It’s surprising though when the people who profit from kids using smartphones and tablets start voicing concerns. Over the weekend, two major Apple shareholders sent a letter to the company imploring the tech giant to look at the effect smartphones are having on kids’ health.
While all screens are potentially problematic, mobile devices like smartphones and tablets have proven to be particularly detrimental to health—they go with us everywhere. They can be brought into bedrooms where they can affect kids’ sleep, they’re often looked at for hours on end and cause harm to kids’ eyes and, perhaps most concerning, they interrupt regular socializing and may even begin to affect kids’ mental health.
Barry Rosenstein and Anne Sheehan own about $2 billion in Apple shares.
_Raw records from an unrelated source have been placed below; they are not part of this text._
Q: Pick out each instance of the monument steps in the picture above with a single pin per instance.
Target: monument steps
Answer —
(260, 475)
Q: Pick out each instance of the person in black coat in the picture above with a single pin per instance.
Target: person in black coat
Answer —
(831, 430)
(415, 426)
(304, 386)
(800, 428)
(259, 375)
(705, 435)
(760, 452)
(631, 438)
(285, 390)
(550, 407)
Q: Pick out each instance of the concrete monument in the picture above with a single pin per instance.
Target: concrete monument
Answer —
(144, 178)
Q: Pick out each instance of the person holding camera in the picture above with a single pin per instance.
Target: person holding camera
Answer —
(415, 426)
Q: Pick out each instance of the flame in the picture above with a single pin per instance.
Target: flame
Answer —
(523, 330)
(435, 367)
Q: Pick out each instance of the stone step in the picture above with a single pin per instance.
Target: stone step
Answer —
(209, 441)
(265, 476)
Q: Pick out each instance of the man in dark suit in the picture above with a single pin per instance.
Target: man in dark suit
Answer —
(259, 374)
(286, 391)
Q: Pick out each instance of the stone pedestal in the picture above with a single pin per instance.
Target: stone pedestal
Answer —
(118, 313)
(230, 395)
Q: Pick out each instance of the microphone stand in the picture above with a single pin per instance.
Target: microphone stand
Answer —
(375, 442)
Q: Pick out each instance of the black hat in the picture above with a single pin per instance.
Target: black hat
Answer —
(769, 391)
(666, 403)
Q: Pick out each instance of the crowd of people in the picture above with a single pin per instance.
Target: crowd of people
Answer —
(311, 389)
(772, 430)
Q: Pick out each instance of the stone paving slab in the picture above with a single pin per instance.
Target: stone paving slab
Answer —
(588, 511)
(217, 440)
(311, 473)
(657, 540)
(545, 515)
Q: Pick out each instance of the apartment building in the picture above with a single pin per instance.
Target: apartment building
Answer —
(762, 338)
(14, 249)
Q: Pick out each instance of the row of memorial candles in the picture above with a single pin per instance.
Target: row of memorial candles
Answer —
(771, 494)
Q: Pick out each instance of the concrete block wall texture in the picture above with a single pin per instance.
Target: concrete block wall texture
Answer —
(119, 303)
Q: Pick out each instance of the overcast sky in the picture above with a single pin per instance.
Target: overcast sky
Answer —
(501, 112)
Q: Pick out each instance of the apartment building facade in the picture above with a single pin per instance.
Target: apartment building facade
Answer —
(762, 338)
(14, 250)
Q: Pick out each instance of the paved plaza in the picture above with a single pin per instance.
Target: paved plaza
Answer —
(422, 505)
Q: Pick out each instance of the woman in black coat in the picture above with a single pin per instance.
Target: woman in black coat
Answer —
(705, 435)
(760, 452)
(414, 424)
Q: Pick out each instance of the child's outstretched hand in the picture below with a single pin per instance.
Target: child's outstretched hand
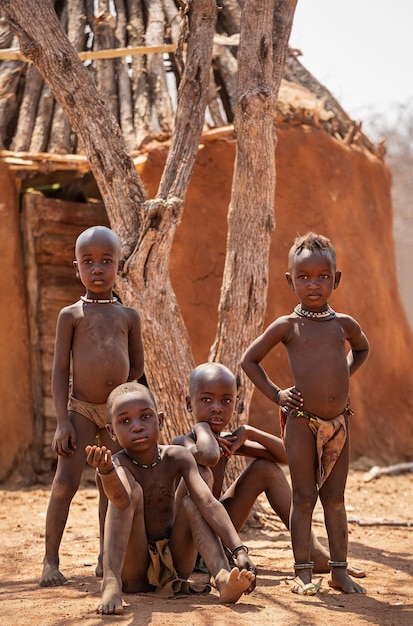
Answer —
(101, 458)
(236, 439)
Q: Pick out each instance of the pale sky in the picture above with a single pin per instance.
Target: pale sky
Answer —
(361, 50)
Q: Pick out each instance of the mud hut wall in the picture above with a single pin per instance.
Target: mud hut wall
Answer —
(16, 415)
(321, 185)
(325, 186)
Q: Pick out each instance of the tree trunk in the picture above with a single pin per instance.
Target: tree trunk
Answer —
(43, 42)
(264, 34)
(149, 228)
(168, 353)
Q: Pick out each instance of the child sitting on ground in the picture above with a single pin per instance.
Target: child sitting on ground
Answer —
(212, 400)
(144, 525)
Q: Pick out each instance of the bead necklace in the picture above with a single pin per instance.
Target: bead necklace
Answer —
(315, 315)
(144, 465)
(93, 301)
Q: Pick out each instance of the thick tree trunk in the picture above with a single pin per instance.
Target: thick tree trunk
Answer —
(43, 41)
(261, 56)
(168, 354)
(149, 228)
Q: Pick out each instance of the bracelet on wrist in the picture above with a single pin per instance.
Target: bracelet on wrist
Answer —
(106, 473)
(237, 549)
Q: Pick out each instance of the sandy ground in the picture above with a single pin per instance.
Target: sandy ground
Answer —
(385, 550)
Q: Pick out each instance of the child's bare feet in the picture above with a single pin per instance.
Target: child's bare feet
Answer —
(231, 585)
(51, 575)
(339, 579)
(111, 601)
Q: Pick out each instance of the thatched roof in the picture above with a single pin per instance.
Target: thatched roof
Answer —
(131, 48)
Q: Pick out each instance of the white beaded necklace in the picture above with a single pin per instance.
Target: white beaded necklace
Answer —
(93, 301)
(315, 315)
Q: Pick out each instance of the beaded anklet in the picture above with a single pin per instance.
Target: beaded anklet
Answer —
(308, 565)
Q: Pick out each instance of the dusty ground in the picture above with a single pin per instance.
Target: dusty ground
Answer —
(385, 551)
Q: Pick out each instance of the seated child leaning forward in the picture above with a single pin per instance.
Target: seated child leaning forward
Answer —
(140, 482)
(315, 409)
(212, 400)
(99, 339)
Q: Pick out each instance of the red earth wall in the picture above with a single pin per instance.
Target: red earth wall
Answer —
(325, 186)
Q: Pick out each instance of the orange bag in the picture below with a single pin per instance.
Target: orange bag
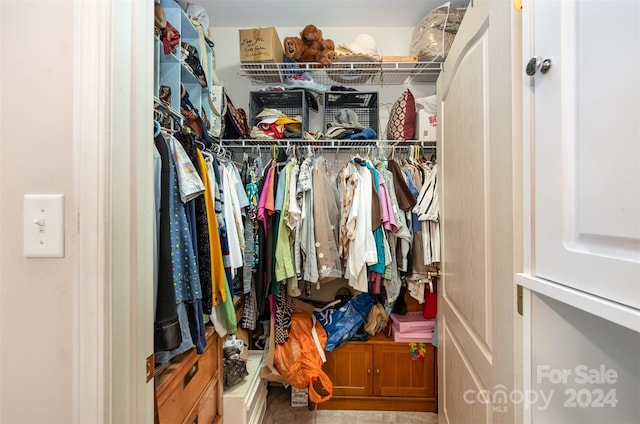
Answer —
(299, 360)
In their letter, they point out that research says the average teen gets their first smartphone at age 10 and spends 4.5 hours on it each day. They also note that more than half of kids say they’re addicted to their screens.
“It would defy common sense to argue that this level of usage, by children whose brains are still developing, is not having at least some impact, or that the maker of such a powerful product has no role to play in helping parents to ensure it is being used optimally,” write Rosenstein and Sheehan, who got help from experts like psychiatrist Jean M. Twenge, author of the book iGen, to research their letter.
One of the most striking pieces of evidence they present comes from Twenge’s own research, which found that U.S. teens who spend more than three hours on their devices each day are 35 percent more likely to have a risk factor for suicide than those who are on their screens for less than an hour a day. And kids who spend five hours on their phones daily are a whopping 71 percent more likely to have a risk factor.
Sheehan and Rosenstein are calling on Apple to offer parents more choices or tools to help manage kids’ screen time, and asking the company to study the effects of smartphones on kids. Some of the proposed solutions include offering progress reports on how kids are using their iPhones, and an option for parents to enter their kids’ ages to get guidelines on screen-time limits and appropriate social media.
Currently, the Canadian Paediatric Society recommends kids under two shouldn’t be using screens at all, and kids ages two to five should be using them for less than an hour a day. After that, experts recommend limiting screen time as much as possible, but most agree that screens are so ubiquitous that it’s hard for parents to meaningfully cap older kids’ usage. After all, even their school work is likely to include the use of screens.
“Apple can play a defining role in signaling to the industry that paying special attention to the health and development of the next generation is both good business and the right thing to do,” write the investors.
We totally agree, and can’t wait for a little help in reducing screen time—for our kids and for ourselves.